Выбрать главу

Энни лежала на спине тяжело дыша, глядя в небо широко раскрытыми глазами. Джек невольно залюбовался ею, думая о том, что никогда не перестанет восхищаться этой женщиной, никогда не перестанет удивляться ей, хотеть ее. Его сердце навсегда принадлежит ей.

– Джек, скажи, это у всех бывает так изумительно? – невинно спросила она, хлопая длинными темными ресницами.

– Нет, так бывает только у тех, кто любит друг друга всем сердцем, ~ ответил Джек, целуя по очереди ее нежные пальчики. – Моя хорошая, нам нужно возвращаться.

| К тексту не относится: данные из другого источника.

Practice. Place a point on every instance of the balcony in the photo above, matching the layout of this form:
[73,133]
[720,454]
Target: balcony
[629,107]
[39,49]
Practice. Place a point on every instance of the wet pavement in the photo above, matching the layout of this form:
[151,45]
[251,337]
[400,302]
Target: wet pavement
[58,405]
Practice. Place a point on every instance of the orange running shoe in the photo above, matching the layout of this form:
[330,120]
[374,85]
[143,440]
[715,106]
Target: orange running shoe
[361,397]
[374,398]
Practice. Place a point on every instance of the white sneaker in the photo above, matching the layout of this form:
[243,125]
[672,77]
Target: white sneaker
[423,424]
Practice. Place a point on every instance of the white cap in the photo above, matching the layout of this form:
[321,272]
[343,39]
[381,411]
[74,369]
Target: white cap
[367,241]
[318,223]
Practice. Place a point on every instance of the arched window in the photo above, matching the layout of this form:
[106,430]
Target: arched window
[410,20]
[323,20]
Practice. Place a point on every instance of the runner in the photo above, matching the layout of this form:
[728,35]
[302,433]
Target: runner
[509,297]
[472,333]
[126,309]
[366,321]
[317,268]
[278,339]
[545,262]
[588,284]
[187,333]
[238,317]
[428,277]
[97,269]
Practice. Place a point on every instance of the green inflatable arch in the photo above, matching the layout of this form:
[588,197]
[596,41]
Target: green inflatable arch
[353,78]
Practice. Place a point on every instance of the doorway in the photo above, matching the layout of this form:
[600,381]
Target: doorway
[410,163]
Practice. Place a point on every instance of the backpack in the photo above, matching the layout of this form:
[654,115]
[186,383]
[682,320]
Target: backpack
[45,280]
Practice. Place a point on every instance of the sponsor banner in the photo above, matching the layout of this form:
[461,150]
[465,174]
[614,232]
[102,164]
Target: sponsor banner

В деревне осталась Олава, ей теперь не место там. Ее судьба повернулась так, что ей нет жизни в племени. Она не может быть чьей-то женой в деревне, а остаться старой девой для маориек страшный позор. Ее надо забрать отсюда, пока она не впала в отчаяние.

Энни ревниво поджала губы:

– Джек, тебе не кажется, что Олава взрослая девушка и сумеет о себе позаботиться? Конечно, нам следует отвести ее в город, чтобы она не попала в беду по дороге, а потом, я думаю, она найдет себе место горничной или еще что-нибудь…

Джек ласково поцеловал Энни в щеку и сдержанно заметил:

– Дорогая, я обещал Манипу позаботиться об Олаве и сдержу слово. А сейчас нам пора возвращаться, я думаю, воины племени маори уже сварили и съели печень своих врагов, и теперь готовы отправиться в обратный путь.

Энни подняла руку ко рту, почувствовав, как судорога сжимает желудок и поднимается выше. Каннибализм! Как это ужасно! Как она сможет сейчас смотреть в глаза этим людям, общаться с ними, зная, что они ели себе подобных! А Манипу… Он всегда казался Энни таким благородным, возвышенным, неужели он тоже участвует в этом?

Когда Энни и Джек вышли из леса, Манипу и его воины уже собирались в путь. Девушка опустила глаза, стараясь не глядеть по сторонам. Ужасная добыча, спрятанная в седельных сумах, и страшный обряд, который они сейчас совершали, поедая печень английских солдат, отделяли Энни от дикарей. Девушка мечтала сейчас только об одном: оказаться в цивилизованном мире вместе с Джеком и Патриком. Нет, пожалуй, есть еще один момент – Олава. Энни желала ей счастья, хотела, чтобы туземке повезло, но где-нибудь за тридевять земель от Джека. Ладно, все сразу получить невозможно. Энни тихо вздохнула, поглядывая искоса на Джека. Он такой мужественный, такой красивый, такой желанный. Немудрено, что Олава потеряла от него голову. Как она прислуживает ему за обедом: кидается как преданная собака, стоит ему только лишь бросить взгляд на какое-нибудь блюдо.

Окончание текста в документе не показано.